The rising acidity of ocean waters due to increased levels of atmospheric CO2 will have profound adverse effects on sea life, according to a new study.
The report, called “Exploring Ocean Change,” from the group Biological Impacts of Ocean Acidification, or BIOACID, shows rising acidity leads to habitat loss and disrupts the growth and reproduction of sea life.
“All large taxonomic groups in the ocean are affected one way or the other,” says Ulf Riebesell, the lead author of the report and a research professor at the GEOMAR Helmholtz Center for Ocean Research. “It could be by the direct impact of acidification on individual organisms, or it could be indirectly, by changes in the habitat or changes in the food web.”
The report combines a meta-analysis of 380 studies with direct measurements made in ocean water. Riebesell and colleagues developed what they call mesocosms, which are big containers they can put out into the ocean to enclose a body of water. They can simulate future conditions by adding CO2 to these areas in different concentrations.
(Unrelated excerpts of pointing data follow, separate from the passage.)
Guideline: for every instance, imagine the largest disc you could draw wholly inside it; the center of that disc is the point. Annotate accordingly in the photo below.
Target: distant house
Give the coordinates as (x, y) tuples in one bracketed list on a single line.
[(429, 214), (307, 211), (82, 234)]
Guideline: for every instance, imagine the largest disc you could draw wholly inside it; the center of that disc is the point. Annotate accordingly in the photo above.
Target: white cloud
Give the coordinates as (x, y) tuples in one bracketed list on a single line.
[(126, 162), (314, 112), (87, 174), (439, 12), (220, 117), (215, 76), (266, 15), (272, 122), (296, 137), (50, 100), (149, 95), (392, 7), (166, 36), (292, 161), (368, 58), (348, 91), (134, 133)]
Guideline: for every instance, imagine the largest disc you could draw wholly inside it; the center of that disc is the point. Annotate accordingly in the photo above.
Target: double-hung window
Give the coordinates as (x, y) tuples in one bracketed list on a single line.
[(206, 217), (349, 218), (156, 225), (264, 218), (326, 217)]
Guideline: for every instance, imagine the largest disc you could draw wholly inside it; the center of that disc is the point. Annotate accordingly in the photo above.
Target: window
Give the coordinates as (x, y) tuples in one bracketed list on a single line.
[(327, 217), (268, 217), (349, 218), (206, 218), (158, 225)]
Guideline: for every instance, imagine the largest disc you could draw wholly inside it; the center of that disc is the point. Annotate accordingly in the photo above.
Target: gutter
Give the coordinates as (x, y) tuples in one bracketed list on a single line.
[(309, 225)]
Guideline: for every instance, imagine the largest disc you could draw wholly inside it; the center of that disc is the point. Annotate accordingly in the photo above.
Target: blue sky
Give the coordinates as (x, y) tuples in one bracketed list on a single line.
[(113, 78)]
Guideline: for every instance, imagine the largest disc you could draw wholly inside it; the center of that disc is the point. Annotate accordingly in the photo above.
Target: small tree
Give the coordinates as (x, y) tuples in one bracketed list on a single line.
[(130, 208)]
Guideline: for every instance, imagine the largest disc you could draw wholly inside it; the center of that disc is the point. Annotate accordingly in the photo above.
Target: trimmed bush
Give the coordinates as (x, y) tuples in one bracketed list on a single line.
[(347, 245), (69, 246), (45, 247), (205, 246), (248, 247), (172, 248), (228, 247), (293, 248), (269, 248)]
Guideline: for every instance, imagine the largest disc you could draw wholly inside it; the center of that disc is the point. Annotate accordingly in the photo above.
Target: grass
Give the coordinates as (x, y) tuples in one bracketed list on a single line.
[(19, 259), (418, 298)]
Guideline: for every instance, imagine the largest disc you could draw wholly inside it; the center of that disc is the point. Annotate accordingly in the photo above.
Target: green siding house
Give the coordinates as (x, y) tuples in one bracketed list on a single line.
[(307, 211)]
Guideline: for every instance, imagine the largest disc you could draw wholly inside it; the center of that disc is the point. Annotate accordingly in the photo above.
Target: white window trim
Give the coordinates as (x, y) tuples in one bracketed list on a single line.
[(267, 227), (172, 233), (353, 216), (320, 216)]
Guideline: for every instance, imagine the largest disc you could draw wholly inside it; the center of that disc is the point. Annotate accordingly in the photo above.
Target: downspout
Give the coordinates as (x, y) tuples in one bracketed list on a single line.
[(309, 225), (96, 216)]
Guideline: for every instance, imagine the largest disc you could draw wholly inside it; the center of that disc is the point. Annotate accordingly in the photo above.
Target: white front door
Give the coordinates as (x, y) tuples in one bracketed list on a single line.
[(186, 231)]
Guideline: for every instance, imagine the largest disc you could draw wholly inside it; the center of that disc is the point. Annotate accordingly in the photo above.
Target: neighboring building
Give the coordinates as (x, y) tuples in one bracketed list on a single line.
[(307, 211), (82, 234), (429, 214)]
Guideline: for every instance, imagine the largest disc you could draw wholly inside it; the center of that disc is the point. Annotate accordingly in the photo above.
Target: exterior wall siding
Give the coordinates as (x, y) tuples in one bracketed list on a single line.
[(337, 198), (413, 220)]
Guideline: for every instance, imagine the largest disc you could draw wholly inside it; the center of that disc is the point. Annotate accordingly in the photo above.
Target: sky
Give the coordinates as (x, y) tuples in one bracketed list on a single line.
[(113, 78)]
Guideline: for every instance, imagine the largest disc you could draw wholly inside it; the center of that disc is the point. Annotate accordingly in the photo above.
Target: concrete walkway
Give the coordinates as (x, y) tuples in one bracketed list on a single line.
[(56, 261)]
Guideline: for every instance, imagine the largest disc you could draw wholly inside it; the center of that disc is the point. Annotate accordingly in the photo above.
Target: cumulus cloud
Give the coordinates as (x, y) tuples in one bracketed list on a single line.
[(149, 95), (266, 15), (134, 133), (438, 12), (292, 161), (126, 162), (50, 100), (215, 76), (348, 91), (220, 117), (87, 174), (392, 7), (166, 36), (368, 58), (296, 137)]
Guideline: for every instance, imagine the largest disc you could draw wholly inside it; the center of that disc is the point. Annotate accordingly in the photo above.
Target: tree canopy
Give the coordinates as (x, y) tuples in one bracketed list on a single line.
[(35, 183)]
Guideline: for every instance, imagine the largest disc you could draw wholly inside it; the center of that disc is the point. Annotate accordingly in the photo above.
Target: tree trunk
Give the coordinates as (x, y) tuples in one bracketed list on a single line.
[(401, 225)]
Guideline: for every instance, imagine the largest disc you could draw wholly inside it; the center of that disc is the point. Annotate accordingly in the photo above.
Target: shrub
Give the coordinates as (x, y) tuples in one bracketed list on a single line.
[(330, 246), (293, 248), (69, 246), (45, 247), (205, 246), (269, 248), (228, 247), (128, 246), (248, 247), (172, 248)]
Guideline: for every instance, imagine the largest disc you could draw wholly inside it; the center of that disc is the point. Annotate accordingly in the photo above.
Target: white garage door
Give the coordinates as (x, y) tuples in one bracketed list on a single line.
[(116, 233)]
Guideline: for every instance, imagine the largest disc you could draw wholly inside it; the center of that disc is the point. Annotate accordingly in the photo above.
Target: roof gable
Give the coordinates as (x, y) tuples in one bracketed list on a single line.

Scientists measure acidity on the pH scale, which goes from zero to 14. Normal freshwater has a pH of about seven. Before human activity, ocean water had a pH of 8.2. Now it is down to 8.1. This doesn’t sound like a big change, but the pH scale is misleading because it is logarithmic, a type of non-linear scale in which “each increment increases by a factor of 10 (also called an order of magnitude) rather than by equal increments.”
Because pH is a logarithmic scale, moving from 8.2 to 8.1 means that the acidity of the ocean has increased by 30 percent, Riebesell explains. “If we continue to emit CO2 at current rates, by the end of this century we would be at a change in acidity up to 100 to 150 percent, basically doubling the acidity of the ocean in just about 150 years, which would be massive.”
Scientists see some organisms and ecosystems responding already to the increased acidity. Large areas of warm-water coral reefs are struggling with the effects of both warming waters and acidification. “If we don't turn around the present change in ocean warming and acidification, we will lose over 50 percent of the coral reefs in the next couple of decades — so, very fast. Those changes are happening,” Riebesell warns.
In addition, Riebesell and his colleagues are interested in looking at economically important marine species. In the lab, they exposed cod larvae and juvenile codfish to high levels of CO2 and found that their survival is “very much reduced under high CO2-low pH,” he says.
When they inserted the survival rates into some stock-recruitment models, they found that a 50 percent reduction in larvae survival equates to one-quarter to even one-tenth of current stock production in the ocean of the future.
As with climate change, the poorest people of the world will feel the impacts of fisheries lost first, Riebesell says. According to latest UN Food and Agricultural Organization report, about 1 billion people around the world, mostly from poor countries, count on food from the ocean as their most important protein source.
Globally, it is almost impossible to reduce ocean acidification, except by reducing CO2 emissions, Riebesell says. One-third of worldwide emissions go directly into the ocean.
Locally or regionally, there are some possible solutions. We could, for example, save ecosystems like coral reefs by planting algae and seagrasses around them, Riebesell says. When these plants use photosynthesis, they take up CO2 from the ocean, which would increase pH in the seawater. We could even try putting lime in the waters around these coral reefs, which would also raise pH levels slightly.
But these are just temporary solutions. “We already know what has to be done,” Riebesell says. “[R]educe CO2 emissions.”